[Ottoman Mecmua of Divination]

This material is held atBritish Library Asia, Pacific and Africa Collections

  • Reference
    • GB 59 Add MS 9702
  • Dates of Creation
    • 16th century
  • Language of Material
    • Arabic Turkish
  • Physical Description
    • 2 texts 126 ff Materials : Paper. Foliation : European, 126 ff; and Ottoman. Dimensions : 178 mm x 127 mm. Script : Nesih.

Scope and Content

This volume contains the following two texts :. (I) ff 1v-45v : Haza er-risale fi beyan er-remel an telif-i Daniyal nebi aleyhi as-salah ve's-salam, a book of divination (Kitab-i Remel) by dots ascribed to the Prophet Daniel. The figures used in this mode of divination consist of sixteen combinations of dots and lines, a table of which is provides (f 5v). Their names correspond to those found in the Bodleian Catalogue, but do not quite agree with those provided by Hammer. They are: لحيان، قبض الداخل، قبض الخارج، جماعت، فرح، عقله، انكيس، حمره، بياض، نصرة الخارج، نصرة الداخل، عتبة الخارج، نقى الخد، عتبة الداخل، اجتماع، طريق.The division of the work is partly in fusul and partly in bablar; several leaves appear to be missing and the contents to be made up of different tracts. A table occupying two pages (ff 31-32) shows the correspondance of the aformentioned figures with planets, months, countries, and other objects;. (II) ff 45-66 : Another treatise on the same subject.
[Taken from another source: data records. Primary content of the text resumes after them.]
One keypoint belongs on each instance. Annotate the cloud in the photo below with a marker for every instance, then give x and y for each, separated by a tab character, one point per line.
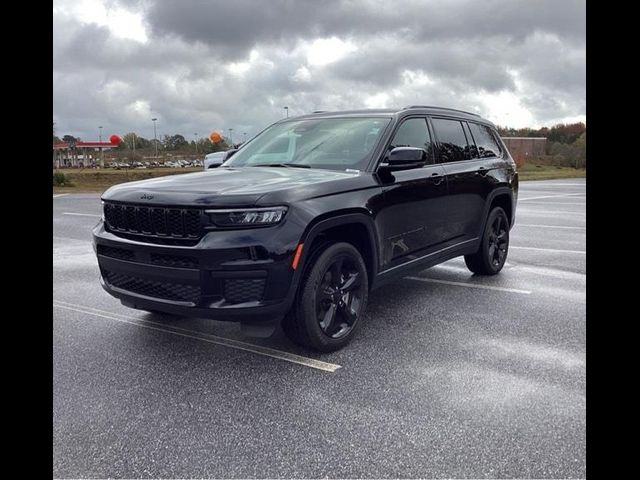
199	66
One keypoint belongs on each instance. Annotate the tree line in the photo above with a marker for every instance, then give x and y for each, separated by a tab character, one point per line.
566	142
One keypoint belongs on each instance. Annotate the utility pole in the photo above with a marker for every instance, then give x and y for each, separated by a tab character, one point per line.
101	149
155	137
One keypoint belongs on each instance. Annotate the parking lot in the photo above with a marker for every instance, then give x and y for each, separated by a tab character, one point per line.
451	375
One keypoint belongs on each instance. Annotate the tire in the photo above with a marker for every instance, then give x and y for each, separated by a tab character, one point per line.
331	299
494	247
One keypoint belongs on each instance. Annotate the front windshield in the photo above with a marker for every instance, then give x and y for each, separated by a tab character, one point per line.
330	143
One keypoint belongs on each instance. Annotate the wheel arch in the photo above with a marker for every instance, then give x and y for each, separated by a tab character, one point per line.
351	226
500	197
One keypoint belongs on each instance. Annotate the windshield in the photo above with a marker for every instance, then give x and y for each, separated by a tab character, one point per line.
330	143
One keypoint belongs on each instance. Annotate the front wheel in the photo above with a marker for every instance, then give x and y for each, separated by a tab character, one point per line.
494	247
331	301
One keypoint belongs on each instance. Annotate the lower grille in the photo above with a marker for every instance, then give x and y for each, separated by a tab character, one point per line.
178	261
113	252
238	290
165	290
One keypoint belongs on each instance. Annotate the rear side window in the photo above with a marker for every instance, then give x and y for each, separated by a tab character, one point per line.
414	133
452	141
487	145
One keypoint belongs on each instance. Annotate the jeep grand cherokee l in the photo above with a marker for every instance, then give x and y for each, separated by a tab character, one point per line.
302	222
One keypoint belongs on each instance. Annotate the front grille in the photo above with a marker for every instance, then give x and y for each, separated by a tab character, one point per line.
113	252
165	290
239	290
178	261
148	221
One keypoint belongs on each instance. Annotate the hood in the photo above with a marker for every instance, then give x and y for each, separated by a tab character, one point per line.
229	186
The author, whose name is not mentioned, relates in the preamble how the Prophet Daniel composed the first Book of Remel by desire of a king to whom he had prophesied a victory over his enemy, and how he devised for him the sixteen figures still in use. It is uncertain whether a chapter on the mode of discovering lost things by means of remel, which begins with a besmele on f 66v, and some following sections relating to other applications of the same science, belong to the same treatise. The volume bears the title Miftahu'r-remel written in a latter hand. It appears, from the original foliation, to have have lost fifty leaves at the beginning. It is also imperfect at the end. Found leaves have subsequently been added (ff 123-26) containing a fragment on the mansions on the moon, in a later handwriting. The manuscript was likely copied in the 16th century CE.

Access Information

Not Public Record(s)

Unrestricted

Acquisition Information

Acquired from the Hodgson Collection.

Other Finding Aids

See Rieu, Catalogue of the Turkish Manuscripts in the British Museum, pp. 131-132.

Related Material

Other versions of the Kitab-i Remel can be found at Or 7284, Harley MS 262, Harley MS 5522, and Add MS 5983 texts 1, 4 and 5.